The bank’s third quarterly economic report last year also showed that the accommodation and restaurants sector contracted by -57.9 per cent, the education sector by -41.9 per cent, manufacturing sector by -3.2 per cent and the services sector by -5.3 per cent.
Most players from different sectors agree that the curfew – even though well-intended – has hit their operations heavily by locking the night economy, as they bank on the hope that the Covid-19 vaccine will be the catalyst that will bring back business.
“It has affected the industry because tourism is an industry that operates day and night. However, our stakeholders have been very quick to adjust to the curfew times. Indeed, it has affected the industry and we look forward to the time when we will be able to open and open safely,” Kenya Tourism Board chair Betty Radier told the Nation.

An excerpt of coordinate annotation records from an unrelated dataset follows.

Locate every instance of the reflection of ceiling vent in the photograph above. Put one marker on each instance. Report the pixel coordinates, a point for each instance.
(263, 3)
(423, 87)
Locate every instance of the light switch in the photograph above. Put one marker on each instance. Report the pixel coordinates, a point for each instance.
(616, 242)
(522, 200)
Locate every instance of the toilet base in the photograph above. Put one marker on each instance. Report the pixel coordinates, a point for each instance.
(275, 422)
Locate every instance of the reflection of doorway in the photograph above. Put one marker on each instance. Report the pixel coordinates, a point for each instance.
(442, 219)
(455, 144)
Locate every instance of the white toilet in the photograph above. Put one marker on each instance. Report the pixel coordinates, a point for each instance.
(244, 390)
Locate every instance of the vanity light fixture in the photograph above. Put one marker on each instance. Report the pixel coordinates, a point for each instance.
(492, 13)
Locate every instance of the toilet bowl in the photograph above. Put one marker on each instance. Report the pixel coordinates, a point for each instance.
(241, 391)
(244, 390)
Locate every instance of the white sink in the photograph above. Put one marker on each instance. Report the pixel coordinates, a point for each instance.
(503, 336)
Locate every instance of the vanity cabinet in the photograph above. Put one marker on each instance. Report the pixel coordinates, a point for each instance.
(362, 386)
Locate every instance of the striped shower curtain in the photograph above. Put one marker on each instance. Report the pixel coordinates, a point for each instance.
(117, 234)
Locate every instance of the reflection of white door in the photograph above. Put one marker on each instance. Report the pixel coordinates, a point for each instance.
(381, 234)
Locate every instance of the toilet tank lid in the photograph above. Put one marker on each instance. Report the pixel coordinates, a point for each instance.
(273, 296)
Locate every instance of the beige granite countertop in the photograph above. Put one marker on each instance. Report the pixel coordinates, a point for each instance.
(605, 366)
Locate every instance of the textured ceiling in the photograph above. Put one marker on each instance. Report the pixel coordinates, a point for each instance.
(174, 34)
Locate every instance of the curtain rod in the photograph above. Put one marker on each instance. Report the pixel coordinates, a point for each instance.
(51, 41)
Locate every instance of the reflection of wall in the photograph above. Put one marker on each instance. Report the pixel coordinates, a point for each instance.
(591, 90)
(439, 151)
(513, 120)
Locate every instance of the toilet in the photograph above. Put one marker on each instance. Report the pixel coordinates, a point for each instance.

In the public transport sector, thousands of vehicles are lying idle while others that had been acquired on loans were repossessed by lenders when owners failed to service loans due to poor business. Credit to private sector fell from 40 per cent of the GDP sin pre-Covid-19 times to 27 per cent. “To return the GDP to where it was and to achieve the projected six per cent growth this year, we have to return private sector credit back to 40 per cent,” says Equity Bank CEO James Mwangi.
This is even as the ratio of non-performing loans at 13 per cent of gross loans – remains a big concern for the sector, since many individuals and businesses have been unable to service loans.
The latest official data on the socioeconomic impact of Covid-19 on households – published by the World Bank in January – shows that among the adaptation mechanisms Kenyans embraced were reducing food and non-food consumption, withdrawing savings, selling assets and relying on credit purchases.